老犬になるとかかりやすい病気
老化に伴い体の各器官が衰えてしまうのは仕方ないところではあります。
しかし、実際に不調があるようなら、早めに治療をすることで愛犬の生活の質を上げてストレスを減らすことができます。
まずは犬の病気について学び、日頃からその可能性について配慮しておくことで、病気を早期発見し、結果として健康長寿に繋げることができます。
1.白内障(老齢性白内障)
犬の加齢に伴って、眼球内の水晶体が白くなってしまう病気です。
目を見たときに白く見えるため飼い主側も早期に見つけることができますが、タンパク質が変性して起こるため一度白くなってしまうと元には戻りません。
白内障になると視力が落ちるほか、暗い場所では物が見えなくなったり過度に眩しがったりします。
犬は鼻や耳が発達しているので多少視力が落ちても問題なく行動できます。しかし、以下のような症状が出た場合は白内障を疑います。
- 黒目が白っぽくなってきた
- 屋外で段差に躓くようになった
- カーテンを開けると部屋の中でも物にぶつかるようになった
また、人の場合の白内障はほぼ加齢によって起こりますが、犬の場合はかなり若いうちから遺伝的に白内障になりやすい子もいるので、よく観察してあげてください。
2.糖尿病
犬も人間同様に、すい臓からのインスリンというホルモンの分泌が不足することで糖尿病になります。

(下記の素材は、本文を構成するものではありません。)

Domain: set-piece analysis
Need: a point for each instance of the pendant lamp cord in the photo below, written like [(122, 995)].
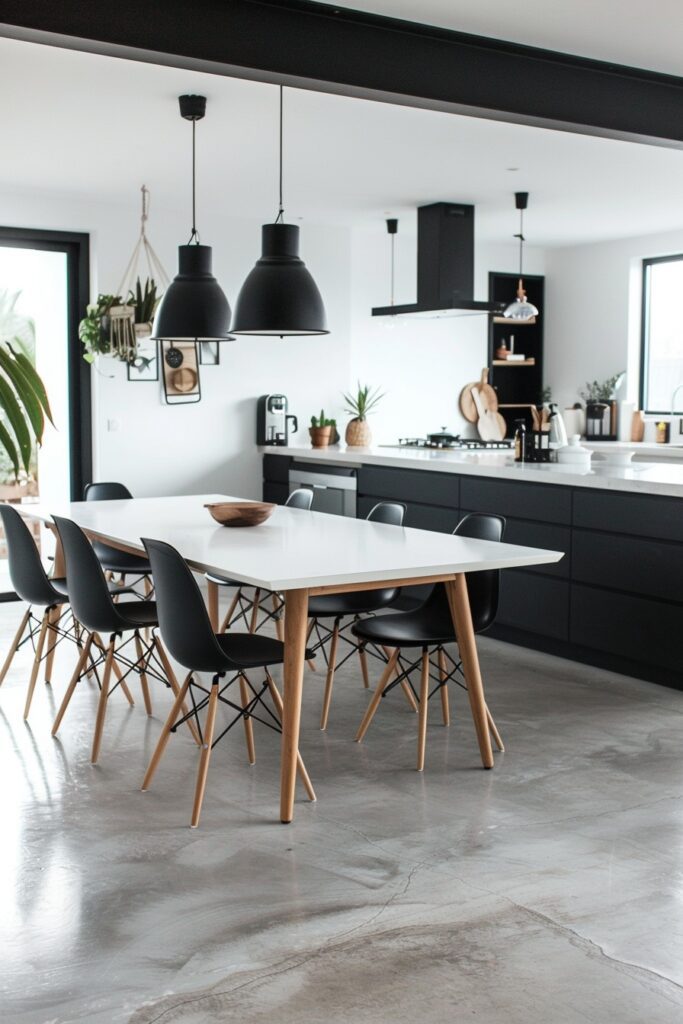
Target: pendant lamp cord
[(281, 208), (194, 237), (393, 239), (520, 236)]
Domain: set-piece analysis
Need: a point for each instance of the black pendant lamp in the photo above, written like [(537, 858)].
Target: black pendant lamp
[(194, 306), (280, 297), (521, 308)]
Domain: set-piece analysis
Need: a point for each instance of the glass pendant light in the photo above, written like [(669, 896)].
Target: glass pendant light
[(280, 297), (194, 306), (520, 308)]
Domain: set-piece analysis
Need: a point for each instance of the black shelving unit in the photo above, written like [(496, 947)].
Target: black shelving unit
[(518, 384)]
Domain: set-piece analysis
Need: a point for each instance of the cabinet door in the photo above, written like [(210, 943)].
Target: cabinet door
[(542, 502), (535, 604), (628, 627)]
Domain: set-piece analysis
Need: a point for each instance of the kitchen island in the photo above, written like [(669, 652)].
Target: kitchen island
[(615, 600)]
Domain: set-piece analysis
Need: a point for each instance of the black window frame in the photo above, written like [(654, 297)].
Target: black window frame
[(76, 246), (644, 333)]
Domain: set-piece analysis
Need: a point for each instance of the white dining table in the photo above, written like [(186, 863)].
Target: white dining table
[(301, 554)]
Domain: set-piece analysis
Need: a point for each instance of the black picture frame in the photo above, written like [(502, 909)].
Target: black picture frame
[(209, 353)]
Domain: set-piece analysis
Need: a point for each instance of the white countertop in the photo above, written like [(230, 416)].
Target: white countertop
[(293, 549), (641, 477)]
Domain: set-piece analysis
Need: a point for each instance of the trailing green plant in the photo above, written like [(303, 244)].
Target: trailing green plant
[(363, 402), (601, 390), (144, 300), (24, 401), (322, 421), (94, 328)]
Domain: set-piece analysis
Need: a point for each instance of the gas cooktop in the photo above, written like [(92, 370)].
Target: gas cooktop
[(451, 442)]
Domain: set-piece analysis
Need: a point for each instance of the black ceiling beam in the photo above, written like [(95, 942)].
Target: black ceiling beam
[(335, 49)]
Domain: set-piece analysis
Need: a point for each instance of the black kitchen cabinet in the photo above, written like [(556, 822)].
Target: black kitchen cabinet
[(614, 600)]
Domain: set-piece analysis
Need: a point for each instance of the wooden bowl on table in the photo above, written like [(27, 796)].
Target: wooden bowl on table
[(240, 513)]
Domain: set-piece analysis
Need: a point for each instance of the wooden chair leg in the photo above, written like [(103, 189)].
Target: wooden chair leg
[(377, 696), (177, 709), (309, 660), (494, 731), (330, 681), (230, 610), (82, 662), (443, 674), (205, 756), (36, 663), (249, 726), (363, 657), (101, 706), (14, 644), (143, 676), (170, 675), (255, 610), (301, 768), (424, 708)]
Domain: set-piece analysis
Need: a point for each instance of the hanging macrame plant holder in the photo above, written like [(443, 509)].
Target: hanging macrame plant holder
[(133, 320)]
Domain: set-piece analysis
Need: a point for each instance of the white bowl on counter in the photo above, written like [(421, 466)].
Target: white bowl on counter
[(573, 454), (619, 457)]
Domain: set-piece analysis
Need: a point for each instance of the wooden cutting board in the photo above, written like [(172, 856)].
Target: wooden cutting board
[(488, 396)]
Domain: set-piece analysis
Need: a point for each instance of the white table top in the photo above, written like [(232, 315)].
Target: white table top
[(293, 549)]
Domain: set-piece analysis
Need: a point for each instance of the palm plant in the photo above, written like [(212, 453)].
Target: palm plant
[(363, 402), (24, 402)]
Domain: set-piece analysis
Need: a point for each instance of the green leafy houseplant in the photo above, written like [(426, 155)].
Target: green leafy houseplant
[(94, 328), (601, 390), (359, 406), (321, 430), (24, 402)]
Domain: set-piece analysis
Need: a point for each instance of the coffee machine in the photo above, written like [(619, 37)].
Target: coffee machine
[(272, 420)]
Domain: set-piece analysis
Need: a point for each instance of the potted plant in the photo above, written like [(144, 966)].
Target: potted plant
[(321, 430), (359, 406), (24, 402)]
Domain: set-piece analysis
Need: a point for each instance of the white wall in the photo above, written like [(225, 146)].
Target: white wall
[(421, 365), (208, 446), (593, 321)]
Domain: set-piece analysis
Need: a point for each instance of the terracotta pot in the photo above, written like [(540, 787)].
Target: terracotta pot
[(319, 436), (357, 434)]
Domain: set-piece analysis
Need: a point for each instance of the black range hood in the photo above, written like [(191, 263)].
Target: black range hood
[(445, 266)]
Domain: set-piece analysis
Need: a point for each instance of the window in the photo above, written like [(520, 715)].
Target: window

糖尿病とは、血液中の糖分(血糖)を筋肉や臓器に送り込む働きが失われ、高血糖が続いてしまう病気です。高血糖が続くことで血管の負担が増加し、心臓病や腎不全、末端部の壊死などといったもっと重い病気になってしまうことも。
加齢に伴いすい臓の細胞が弱ってしまったり、肥満などの原因によって糖尿病を発症する確率が上がります。
またこの病気は小型犬に多いとされますが、雌の場合は黄体ホルモンの異常で引き起こされることもあります。
多飲多尿が大きな特徴で、いつもよりおしっこの回数が多いなと感じる場合は、膀胱炎などの可能性も含めて動物病院を受診しましょう。
また、この多飲多尿は腎不全の初期症状でもあります。こちらも早めの対処で進行を遅らせることができるので動物病院でしっかり検査してもらってください。
3.悪性腫瘍(がん)
近年は犬の長寿化に伴って、悪性腫瘍が見つかる犬たちも多くなりました。
昔の犬たちは10歳を迎えずに亡くなる場合も多かったのですが、今は栄養状態も良くなり多くが室内飼育であったりするため安全で寿命が延びたのでしょう。
しかし長寿化が進むことで、腫瘍の発症も以前に比較して多くなり、高齢犬の死亡原因で腫瘍が占める割合が年々大きくなっています。犬の悪性腫瘍が発生する部位は人間と変わらず、皮膚、リンパ、乳腺、膀胱、肝臓など様々です。
犬の悪性腫瘍が発生する部位は人間と変わらず、皮膚、リンパ、乳腺、膀胱、肝臓など様々です。
対処方法
愛犬の体調変化を早期に発見するためには、日ごろのケアと観察がとても重要です。飼い主さんは毎日犬に触れて観察したり、食欲や便の様子などをしっかりチェックしたりしましょう。
犬たちの身体に触れることはスキンシップにもなりますし、身体の隅々までマッサージなどをすることで皮膚の異常やしこり(腫瘍の可能性)などにも早く気付くことができます。
またシニア犬と言われる年齢になったら、なにもなくても年に1、2回の健康診断を受けるのも良いでしょう。日頃から血液や尿などの正常な数値を知っておくことは、異常な状態になっているかどうかが直ぐに分かるなどのメリットにつながります。
もちろんいつもと違う様子が見られたら、早めに動物病院を受診することが大切です。
まとめ
老犬のかかりやすい病気はこのほかにもありますが、どれも日頃の健康状態を観察して早期に発見することが大切です。
初期のうちに病気が見つかれば、それだけ治療の負担も減らすことができますし、なにより犬たちが幸せに暮らすことにつながります。
元気な時から定期的に動物病院で健康診断を受け、病気を発見しやすくしておくことも大切です。あれ?と思ったら早めに獣医さんへ相談してみましょう。